How the Dutch healthcare deductible (eigen risico) works — what counts, what's free, and whether raising it is worth it.

What Is Eigen Risico?

Every Dutch health insurance policy comes with a mandatory deductible called eigen risico. In 2025, it's €385 per year.

What that means in practice: the first €385 of certain healthcare costs each year come out of your pocket. After that, your insurer covers everything (within your policy).

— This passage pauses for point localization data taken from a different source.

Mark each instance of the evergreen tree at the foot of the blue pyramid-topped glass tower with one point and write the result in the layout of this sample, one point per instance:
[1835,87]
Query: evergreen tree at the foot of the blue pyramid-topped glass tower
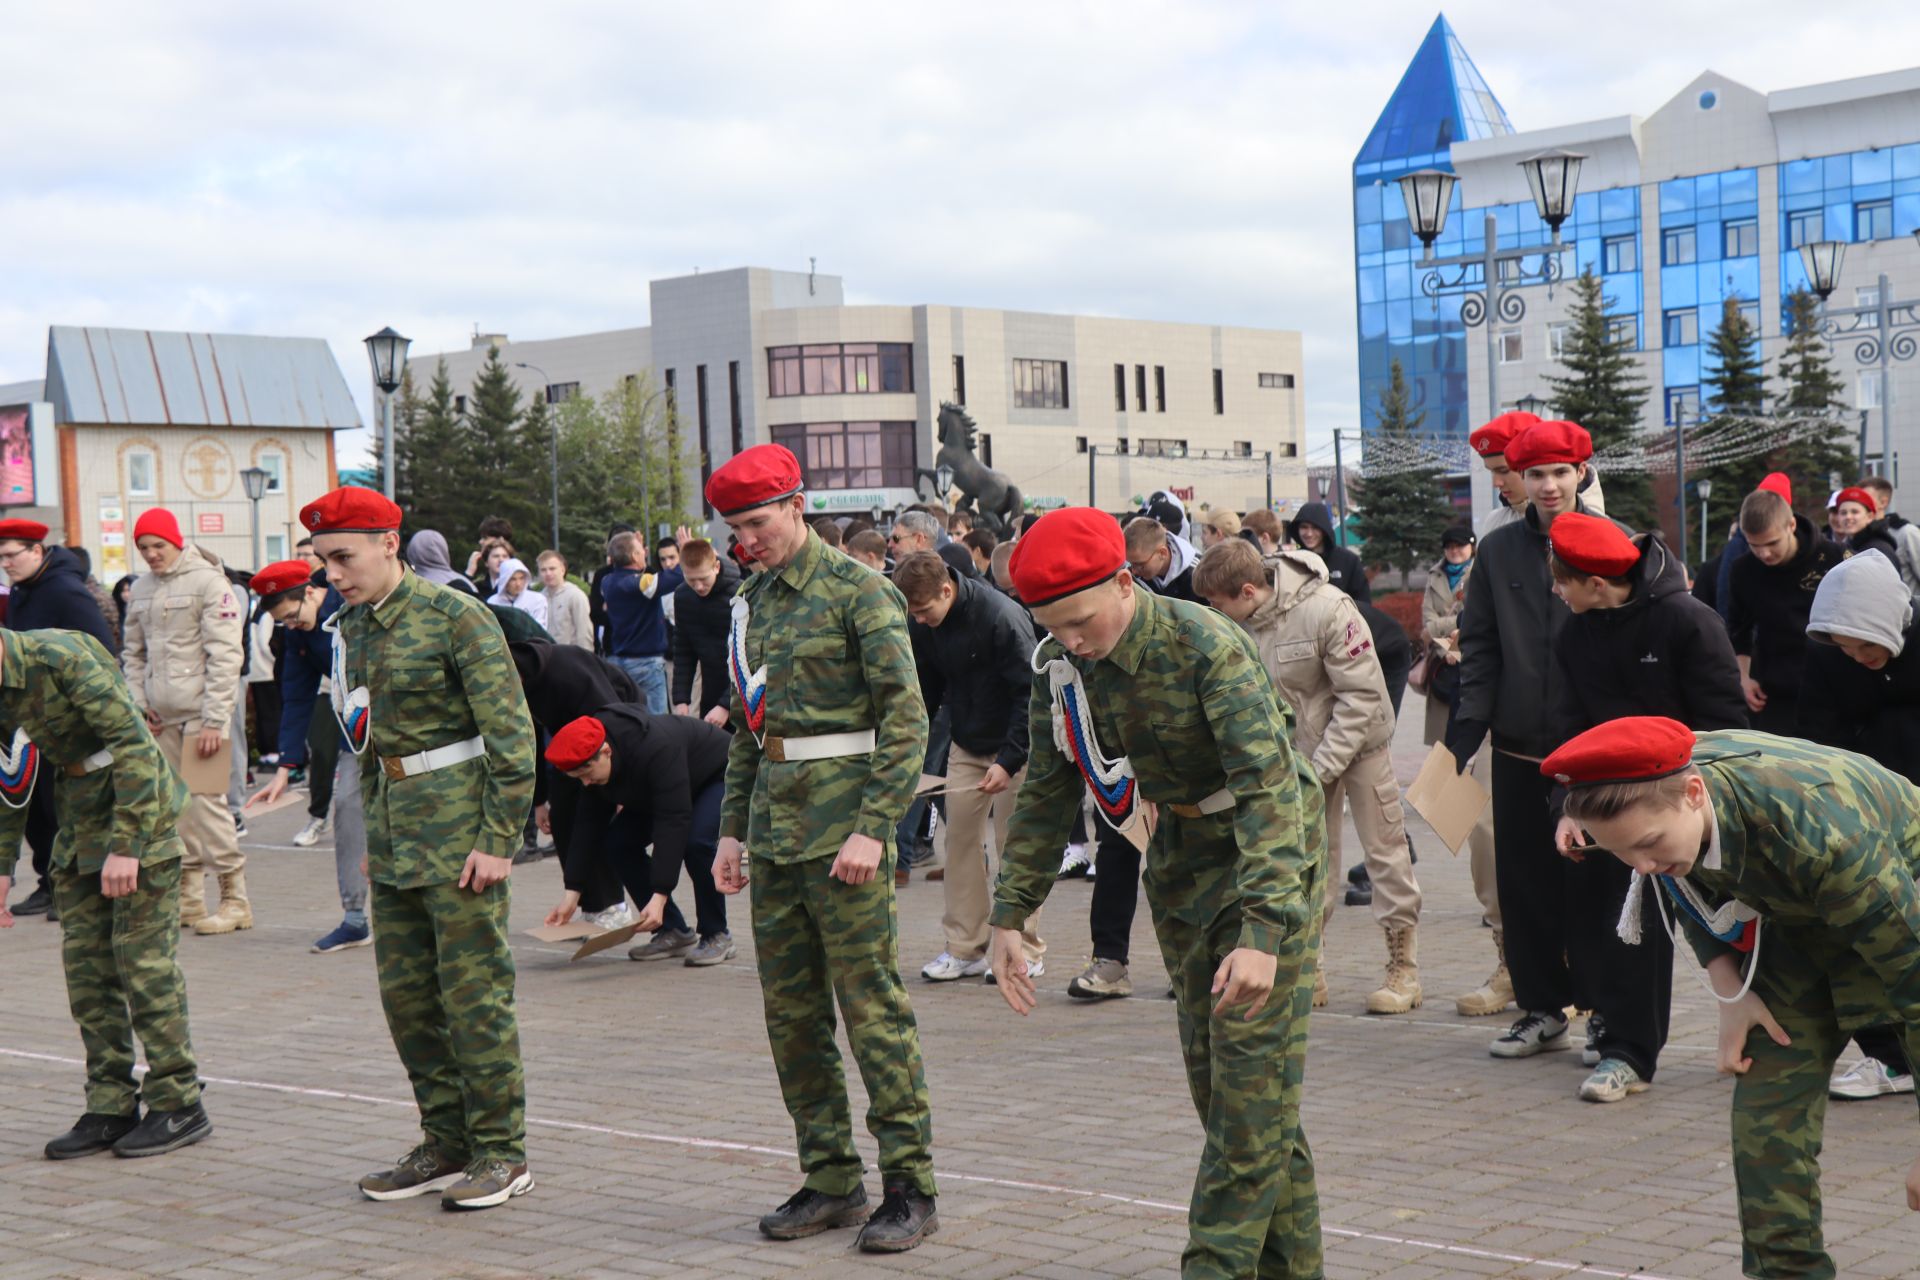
[1403,502]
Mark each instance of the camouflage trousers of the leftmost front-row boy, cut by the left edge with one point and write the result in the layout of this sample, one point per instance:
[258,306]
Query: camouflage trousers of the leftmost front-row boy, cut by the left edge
[124,982]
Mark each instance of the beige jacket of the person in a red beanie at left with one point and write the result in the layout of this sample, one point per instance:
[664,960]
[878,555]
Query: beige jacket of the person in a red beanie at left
[185,636]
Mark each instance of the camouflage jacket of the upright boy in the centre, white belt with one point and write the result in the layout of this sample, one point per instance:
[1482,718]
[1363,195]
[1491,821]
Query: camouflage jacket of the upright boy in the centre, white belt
[838,659]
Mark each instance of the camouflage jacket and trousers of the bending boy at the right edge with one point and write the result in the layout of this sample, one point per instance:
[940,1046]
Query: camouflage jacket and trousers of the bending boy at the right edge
[1825,845]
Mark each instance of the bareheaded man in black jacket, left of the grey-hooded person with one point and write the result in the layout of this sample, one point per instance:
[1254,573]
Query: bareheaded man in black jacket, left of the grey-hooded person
[1769,600]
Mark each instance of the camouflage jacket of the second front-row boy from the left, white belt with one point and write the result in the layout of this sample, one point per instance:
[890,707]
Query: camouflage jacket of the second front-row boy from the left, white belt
[439,673]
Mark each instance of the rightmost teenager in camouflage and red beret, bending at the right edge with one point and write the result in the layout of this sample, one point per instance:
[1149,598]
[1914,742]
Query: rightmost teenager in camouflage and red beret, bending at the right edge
[1792,863]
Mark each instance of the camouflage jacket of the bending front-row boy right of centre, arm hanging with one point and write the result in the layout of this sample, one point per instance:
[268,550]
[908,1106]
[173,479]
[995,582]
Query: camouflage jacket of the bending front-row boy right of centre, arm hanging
[1186,699]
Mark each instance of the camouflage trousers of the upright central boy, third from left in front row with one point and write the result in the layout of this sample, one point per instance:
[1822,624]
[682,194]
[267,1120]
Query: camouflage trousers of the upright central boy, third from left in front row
[819,939]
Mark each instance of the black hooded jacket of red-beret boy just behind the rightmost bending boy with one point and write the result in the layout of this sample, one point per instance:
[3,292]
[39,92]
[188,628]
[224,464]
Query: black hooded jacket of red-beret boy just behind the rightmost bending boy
[1662,653]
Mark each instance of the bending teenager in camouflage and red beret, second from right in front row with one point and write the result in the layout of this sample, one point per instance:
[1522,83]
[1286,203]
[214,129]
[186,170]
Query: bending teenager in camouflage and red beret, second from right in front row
[1234,870]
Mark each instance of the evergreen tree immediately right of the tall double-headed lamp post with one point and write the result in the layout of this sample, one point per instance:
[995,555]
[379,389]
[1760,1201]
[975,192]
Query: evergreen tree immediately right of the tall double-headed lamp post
[1604,394]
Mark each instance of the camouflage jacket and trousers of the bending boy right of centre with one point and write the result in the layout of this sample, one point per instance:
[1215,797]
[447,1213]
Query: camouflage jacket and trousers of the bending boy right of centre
[1188,701]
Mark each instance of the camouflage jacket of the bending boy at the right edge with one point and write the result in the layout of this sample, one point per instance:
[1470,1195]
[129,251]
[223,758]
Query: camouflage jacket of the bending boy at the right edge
[1825,845]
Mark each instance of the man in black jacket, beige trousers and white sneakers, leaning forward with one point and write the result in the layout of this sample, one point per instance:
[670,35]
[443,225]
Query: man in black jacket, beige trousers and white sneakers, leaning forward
[976,661]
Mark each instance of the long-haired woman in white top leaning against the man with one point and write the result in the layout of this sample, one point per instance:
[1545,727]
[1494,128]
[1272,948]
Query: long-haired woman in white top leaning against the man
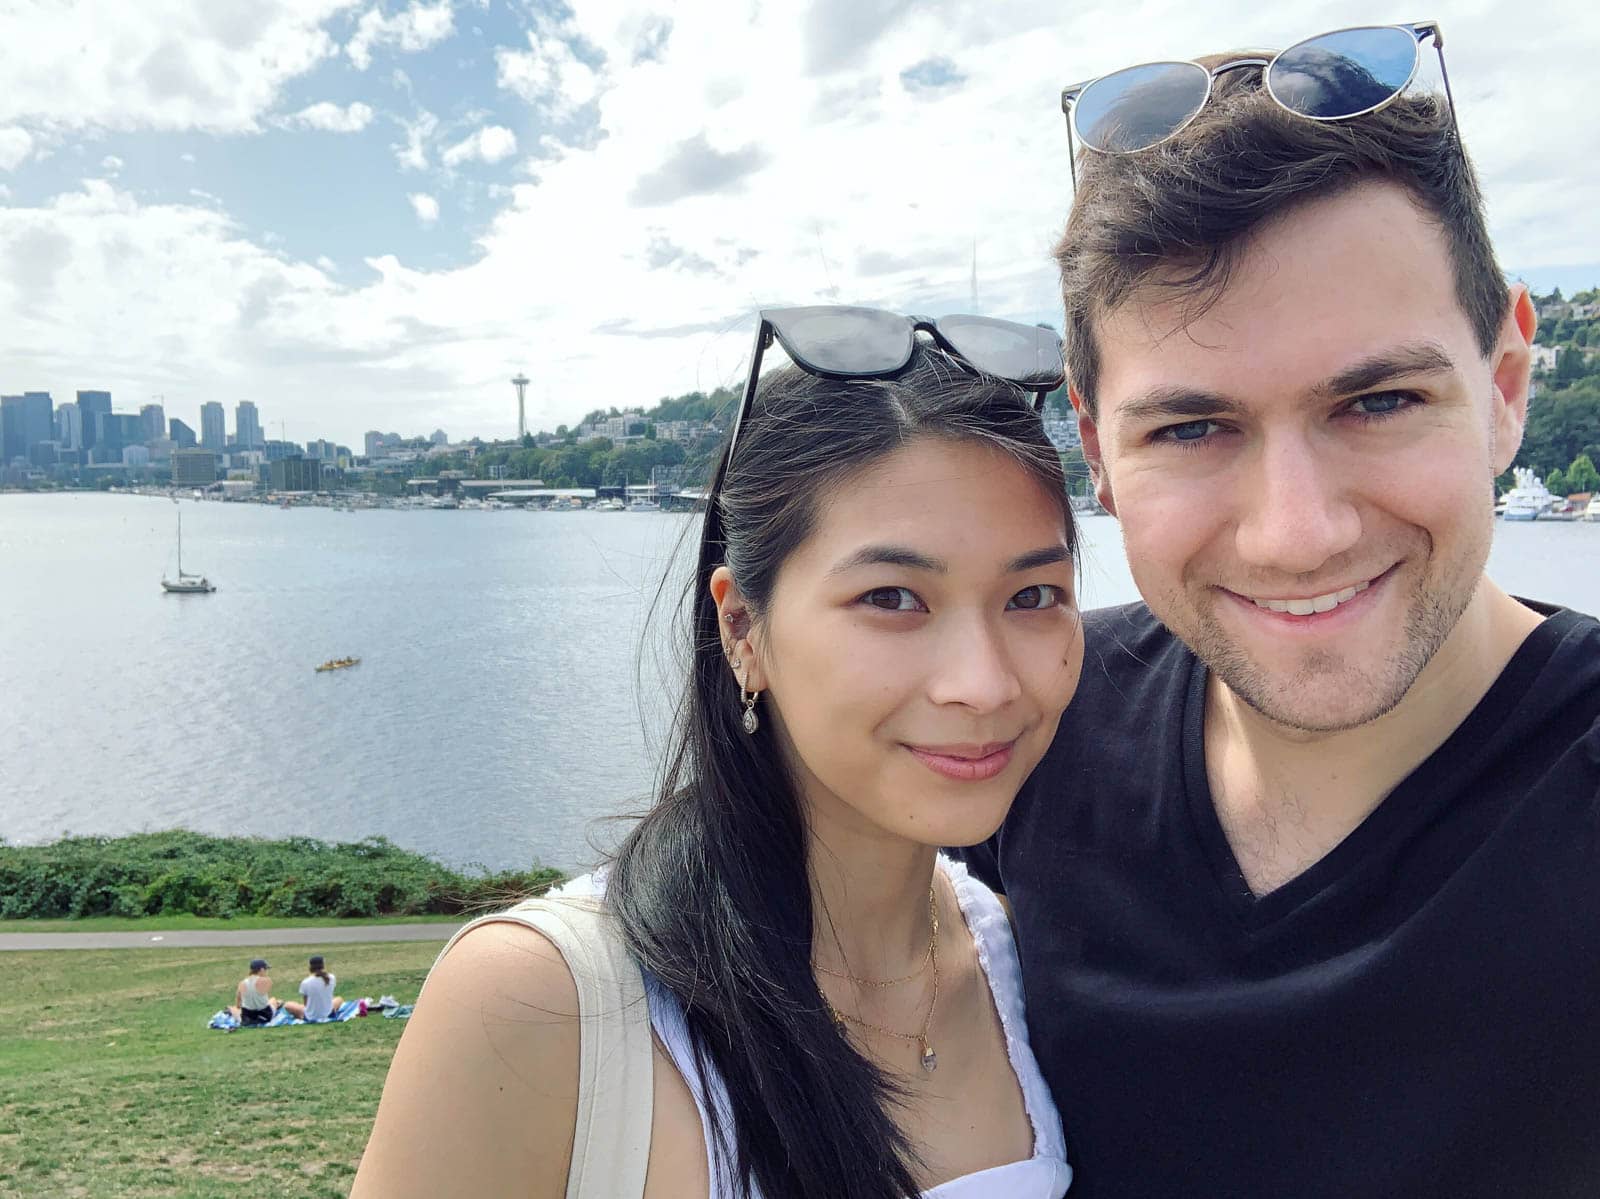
[882,643]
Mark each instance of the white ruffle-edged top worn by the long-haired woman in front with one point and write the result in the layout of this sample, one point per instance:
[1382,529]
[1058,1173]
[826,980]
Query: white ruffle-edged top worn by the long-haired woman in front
[1046,1176]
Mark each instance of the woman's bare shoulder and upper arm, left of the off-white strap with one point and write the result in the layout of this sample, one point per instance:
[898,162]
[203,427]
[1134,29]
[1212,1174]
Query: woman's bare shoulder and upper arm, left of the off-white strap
[482,1094]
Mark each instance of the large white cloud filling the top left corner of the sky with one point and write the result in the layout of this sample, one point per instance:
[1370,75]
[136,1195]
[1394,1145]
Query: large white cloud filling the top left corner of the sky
[162,65]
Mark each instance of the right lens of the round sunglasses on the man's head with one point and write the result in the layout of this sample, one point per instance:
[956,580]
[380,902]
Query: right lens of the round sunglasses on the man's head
[1343,74]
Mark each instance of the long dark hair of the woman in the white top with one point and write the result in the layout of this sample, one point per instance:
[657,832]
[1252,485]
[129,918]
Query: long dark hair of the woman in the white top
[713,888]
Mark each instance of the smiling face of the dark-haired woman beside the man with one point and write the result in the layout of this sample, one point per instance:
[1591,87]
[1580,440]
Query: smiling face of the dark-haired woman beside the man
[922,644]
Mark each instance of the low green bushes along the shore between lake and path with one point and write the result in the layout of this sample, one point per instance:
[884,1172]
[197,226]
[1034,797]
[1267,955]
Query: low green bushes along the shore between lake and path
[190,875]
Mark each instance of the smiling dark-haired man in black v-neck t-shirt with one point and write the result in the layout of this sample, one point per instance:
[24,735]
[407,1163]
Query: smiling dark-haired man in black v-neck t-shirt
[1308,889]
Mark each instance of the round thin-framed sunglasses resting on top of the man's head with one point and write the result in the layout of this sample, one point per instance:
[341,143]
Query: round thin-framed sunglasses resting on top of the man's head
[1337,76]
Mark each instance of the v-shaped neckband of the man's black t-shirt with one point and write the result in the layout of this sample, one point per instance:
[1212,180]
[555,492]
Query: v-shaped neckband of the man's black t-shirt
[1412,801]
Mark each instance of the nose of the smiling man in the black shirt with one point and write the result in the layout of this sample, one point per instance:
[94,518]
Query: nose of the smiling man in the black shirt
[1295,511]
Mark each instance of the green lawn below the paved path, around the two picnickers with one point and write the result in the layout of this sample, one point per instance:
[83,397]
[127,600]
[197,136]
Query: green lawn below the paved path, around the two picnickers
[111,1085]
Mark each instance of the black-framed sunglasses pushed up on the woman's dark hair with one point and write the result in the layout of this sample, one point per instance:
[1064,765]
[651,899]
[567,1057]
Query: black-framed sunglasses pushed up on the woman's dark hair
[838,342]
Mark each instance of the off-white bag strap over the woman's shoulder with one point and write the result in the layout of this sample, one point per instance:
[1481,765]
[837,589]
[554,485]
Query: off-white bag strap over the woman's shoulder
[615,1056]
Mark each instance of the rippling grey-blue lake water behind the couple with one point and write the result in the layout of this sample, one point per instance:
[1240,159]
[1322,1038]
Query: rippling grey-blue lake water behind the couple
[502,707]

What Costs Count — and What's Free

This is the part that confuses most newcomers. Not everything uses your deductible.

Counts toward your €385:

  • Specialist care (after a GP referral)
  • Hospital visits and treatments
  • Prescription medication
  • Mental healthcare
  • Medical devices (hearing aids, etc.)
  • Ambulance transport

Always free — no deductible:

  • 🏥 GP (huisarts) visits — always free, no exceptions
  • 🤰 Maternity and obstetric care
  • 👶 All care for children under 18 — kids have no deductible
  • 💉 Flu vaccinations and certain preventive screenings

The big one people miss: visiting your huisarts costs nothing. A lot of expats avoid going because they assume it's expensive — it's not. Go when you need to.

Should You Raise Your Deductible?

You can voluntarily increase your deductible to lower your monthly premium. Here's how the numbers work:

Extra deductible Your total Typical monthly savings
€0 (default) €385
€100 €485 €10–15
€200 €585 €18–25
€300 €685 €25–32
€500 €885 €35–45

Good idea if: you're young, healthy, and almost never see a specialist. You pocket the premium savings every month.

Risky if: you have ongoing treatment, a chronic condition, or are planning anything medical this year. One hospital visit can eat up the full deductible in a day.

Our advice: if you're not sure, stick with the default €385. The premium savings from raising it are modest, and a surprise medical bill stings more than €15/month extra.

It Resets Every January

Your deductible resets to zero on January 1st. Even if you maxed it out in December, you start fresh.

This catches people off guard: if you have a hospital visit in late December and a follow-up in early January, you'll pay toward your deductible twice — once for each calendar year.

How You Actually Pay

You usually don't pay at the doctor's office. Here's how it works:

  1. You get treatment
  2. Your insurer pays the provider
  3. Your insurer sends you a bill for the deductible portion

Most insurers let you:

  • Pay in one go
  • Spread payments over several months (spreiding)
  • Pay a bit each month throughout the year — so you're never surprised by a big bill

Ask your insurer about spreading options when you sign up. It's much easier to budget €32/month than face a €385 invoice you didn't expect.

Quick Tips

  • Never skip care to save on the deductible. A €385 bill is nothing compared to a health problem that gets worse because you waited.
  • GP visits are free. Always. Go when you need to.
  • Ask about payment plans before you need them — it's easier to set up when things are calm.
  • Check before treatment whether something counts toward your deductible, especially for things like physio or mental health.